🤖 AI Summary
This study addresses the challenge of identifying spatially variable genes (SVGs) and controlling the false discovery rate (FDR) in ultra-high-dimensional spatial transcriptomics data. The authors propose a distribution-free screening framework that integrates a model-X knockoff procedure with a distance-based, distribution-agnostic quasi-likelihood ratio statistic (MM-test), leveraging auxiliary spatial information. The method is designed for both two- and three-dimensional multi-slice data and is accompanied by theoretical guarantees, including FDR control, selection consistency, and bounds on clustering error. Extensive evaluation across 34 real and simulated datasets demonstrates its superior performance, notably enabling the resolution of fine anatomical structures—such as the hippocampal pyramidal layer and dentate gyrus—in three-dimensional mouse brain data.
📝 Abstract
Spatial transcriptomics (ST) technologies enable transcriptome-wide gene expression profiling while preserving spatial resolution, offering unprecedented opportunities to uncover complex spatial structures. Due to the ultra-high dimensionality of ST data, identifying spatially variable genes (SVGs) associated with unknown spatial clusters has become a central task in ST data analysis. Here, we develop a distribution-free SVG screening method based on a novel quasi-likelihood ratio statistic, the MM-test, combined with a knockoff procedure to control the false discovery rate (FDR). MM-test leverages auxiliary information, such as spatial distances, about the unknown spatial domains for SVG screening. Notably, in addition to two-dimensional ST datasets, MM-test is well-suited for increasingly common three-dimensional (3D), multi-slice ST datasets.

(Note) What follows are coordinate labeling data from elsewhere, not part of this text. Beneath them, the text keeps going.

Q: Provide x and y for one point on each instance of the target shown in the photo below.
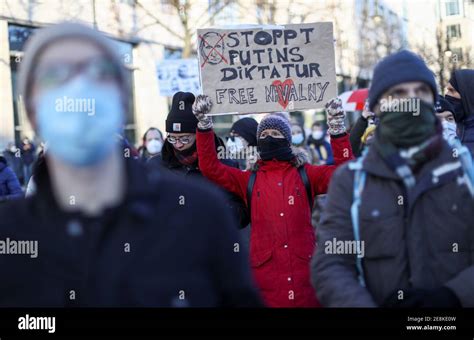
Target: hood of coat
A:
(300, 158)
(169, 158)
(465, 83)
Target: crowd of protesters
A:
(382, 216)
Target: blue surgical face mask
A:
(79, 121)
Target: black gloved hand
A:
(441, 297)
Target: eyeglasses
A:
(97, 69)
(183, 139)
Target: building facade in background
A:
(148, 31)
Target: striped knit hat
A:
(276, 122)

Extensive benchmarking using simulations and 34 real ST datasets demonstrates that MM-test consistently outperforms existing SVG detection methods. In a 3D mouse brain dataset, MM-test accurately delineates fine-scale structures that are challenging for other methods, such as the 3D architecture of the pyramidal layer of the hippocampal cornu ammonis and the dentate gyrus. Theoretical guarantees-including selection consistency, FDR control, and an error bound for post-selection clustering-are also established.